Everyone has heard of the three main voice assistants, Alexa, Siri and Google. But do you realise how much they can do? Voice search is mainly used just for searching the internet and answering your questions, but Google has recently launched Duplex in the UK, which means you can now call a business and not interact with a person, but rather AI. This video shows how you can ring a hairdresser and even if no one is available to answer the phone, you can still book an appointment and know it’s confirmed, without having to leave a message and wait for someone to call you back.

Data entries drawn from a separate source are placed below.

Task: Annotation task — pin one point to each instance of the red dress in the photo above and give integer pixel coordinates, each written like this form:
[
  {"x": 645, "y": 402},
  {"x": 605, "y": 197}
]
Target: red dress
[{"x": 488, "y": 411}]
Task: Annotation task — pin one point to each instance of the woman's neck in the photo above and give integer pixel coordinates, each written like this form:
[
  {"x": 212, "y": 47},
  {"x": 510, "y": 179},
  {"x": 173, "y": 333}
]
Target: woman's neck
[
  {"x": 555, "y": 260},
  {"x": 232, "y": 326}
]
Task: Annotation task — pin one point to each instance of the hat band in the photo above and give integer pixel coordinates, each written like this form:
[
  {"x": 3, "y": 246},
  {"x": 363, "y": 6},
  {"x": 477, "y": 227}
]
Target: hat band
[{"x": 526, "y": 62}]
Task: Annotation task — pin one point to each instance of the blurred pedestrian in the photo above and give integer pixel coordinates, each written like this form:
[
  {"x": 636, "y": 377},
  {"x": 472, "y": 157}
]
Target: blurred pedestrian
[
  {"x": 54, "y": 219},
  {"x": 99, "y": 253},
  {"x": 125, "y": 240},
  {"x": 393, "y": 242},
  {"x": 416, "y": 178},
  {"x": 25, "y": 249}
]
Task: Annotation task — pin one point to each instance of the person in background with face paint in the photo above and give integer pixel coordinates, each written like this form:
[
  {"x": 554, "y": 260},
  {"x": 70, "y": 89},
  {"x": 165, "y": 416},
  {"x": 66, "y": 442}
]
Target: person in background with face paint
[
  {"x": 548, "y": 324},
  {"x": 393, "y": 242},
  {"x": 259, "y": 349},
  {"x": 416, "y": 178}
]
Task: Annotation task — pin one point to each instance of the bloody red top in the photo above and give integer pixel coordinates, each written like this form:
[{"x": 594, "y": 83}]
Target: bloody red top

Voice search has seen an increase in popularity, so much so that more than 50% of searches are expected to be via voice search over the next few years. As people travel further than they have in recent years, there’ll be an increased need for hands free search on the go. As long as your device can pick up your voice, you have your assistant at your beck and call, whether you need to call someone, add an item to your shopping list or order food to be delivered in time for your arrival at your destination. In addition, did you know you can also purchase items via your assistant? Due to the fact that Alexa is Amazon’s own product, you can purchase straight from Amazon via Alexa and then track your parcel, simply by asking ‘Alexa, where is my parcel?’.
So how do you use optimise voice search for your business strategy? People often use voice search as a way of finding places near them, e.g. ‘Ok Google, what restaurants are near me?’. This works well when you claim your Google My Business listing and keep it up to date. By ensuring you have the right address, phone number, opening times etc, Google can give your business as a suggestion to a user searching and then give the user instructions on how to find your business. This means you don’t have to rely on someone searching for your specific business, as long as you include your sector and the products and services that you offer, Google can pick up your listing and return it as a result for a search.
The below graphic also shows how important it is to understand the trends of voice search. When you’re driving, you ask your voice assistant a straight question, people treat them like people, which means your website needs to be able to accommodate this type of voice search. An FAQs page allows web crawlers to crawl your website and immediately know what the content is, your page can then be used when a user searches for one of your questions. You can also see the importance as a business with a set location, 40% of adults use voice search for asking for directions. If you’ve recently moved locations and haven’t updated your Google My Business listing, then Google will direct possible customers to your old address.
The importance of voice search in this time is evident everywhere. People are always looking for easier quicker ways to get tasks completed, and seeing as speaking is quicker than finding your phone and typing, I think it’s safe to say voice search is here for the long run.